Children walk to school past destroyed cars in West Mosul on Nov. 6, 2017.

In East Mosul, 437 schools have reopened and 450,000 children have resumed classes, while in West Mosul, 110 schools have reopened to welcome nearly 81,000 children, about 36,000 of them girls. Despite the slow return to normalcy, students are facing grim conditions to resume classes.
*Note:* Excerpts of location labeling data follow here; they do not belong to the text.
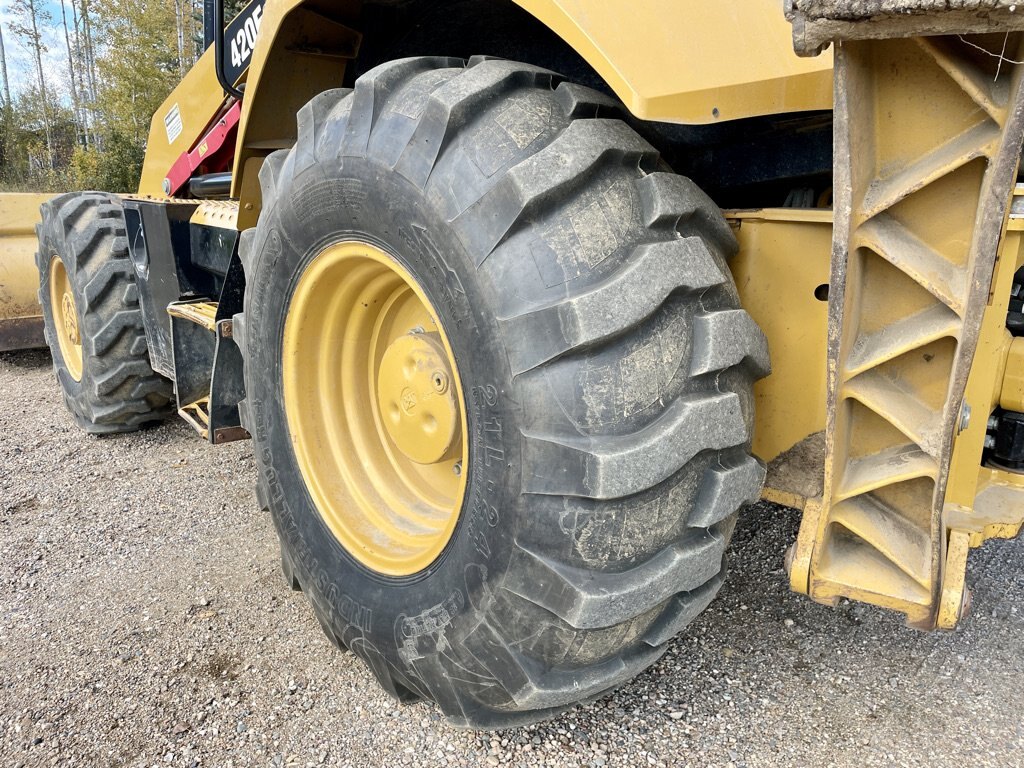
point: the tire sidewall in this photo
(386, 617)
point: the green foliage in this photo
(117, 168)
(90, 132)
(139, 67)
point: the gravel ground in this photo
(144, 622)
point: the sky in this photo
(20, 68)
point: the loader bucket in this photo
(20, 315)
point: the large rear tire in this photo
(92, 321)
(605, 365)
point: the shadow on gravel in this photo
(27, 359)
(768, 677)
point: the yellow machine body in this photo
(20, 315)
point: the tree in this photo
(3, 72)
(139, 65)
(30, 15)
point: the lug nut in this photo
(439, 380)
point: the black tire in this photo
(118, 390)
(606, 365)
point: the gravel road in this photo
(144, 623)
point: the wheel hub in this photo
(373, 400)
(420, 412)
(65, 316)
(70, 317)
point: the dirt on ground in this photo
(143, 622)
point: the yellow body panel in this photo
(781, 265)
(692, 60)
(20, 315)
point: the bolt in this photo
(439, 380)
(965, 417)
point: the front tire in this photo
(92, 321)
(605, 366)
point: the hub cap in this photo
(66, 317)
(374, 407)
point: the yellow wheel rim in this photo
(375, 409)
(66, 321)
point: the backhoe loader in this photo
(520, 302)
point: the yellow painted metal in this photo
(781, 271)
(692, 60)
(66, 320)
(356, 321)
(180, 122)
(984, 502)
(302, 50)
(201, 312)
(222, 214)
(20, 315)
(198, 414)
(1012, 389)
(416, 399)
(953, 596)
(926, 142)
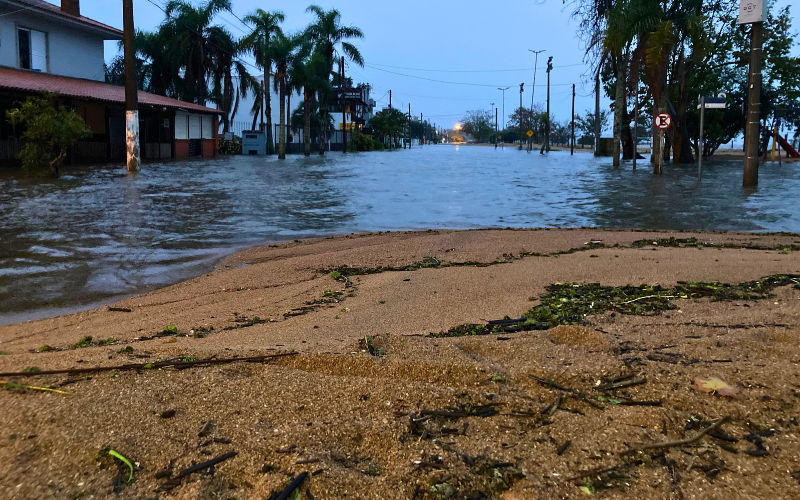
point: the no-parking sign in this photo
(663, 121)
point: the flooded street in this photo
(98, 233)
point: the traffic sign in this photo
(663, 121)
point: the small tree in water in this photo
(49, 131)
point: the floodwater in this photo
(98, 234)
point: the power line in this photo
(471, 71)
(453, 83)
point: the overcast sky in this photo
(473, 43)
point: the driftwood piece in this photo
(621, 384)
(679, 442)
(142, 366)
(207, 463)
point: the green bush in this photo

They have to navigate through desolate streets and heaps of rubble in abandoned neighborhoods to access schools.

Federal police patrol beside destroyed buildings in West Mosul on Nov. 6, 2017.

The nine-month battle by Iraqi Special Forces might have liberated the city from the extremists bent on establishing a global caliphate, but the resulting damage from ISIS' occupation and the U.S.-led coalition's airstrikes remains.

Explosive devices are spread widely and randomly all over Mosul making the government’s effort to resettle residents even more difficult.

Security forces patrol outside the busy Prophet Younis market in East Mosul on Nov. 5, 2017.

The wanton damage to infrastructure caused by ISIS to bridges, government buildings and water and sewage facilities is also slowing recovery efforts.

Recent estimates by the UN suggest that repairing Mosul's basic infrastructure will cost more than $1 billion and take years to complete.

Approximately 673,000 residents are still displaced from their homes: 274,000 are living in camps and emergency sites surrounding the city while 400,000 are staying with family, friends or other accommodations, according to the UN.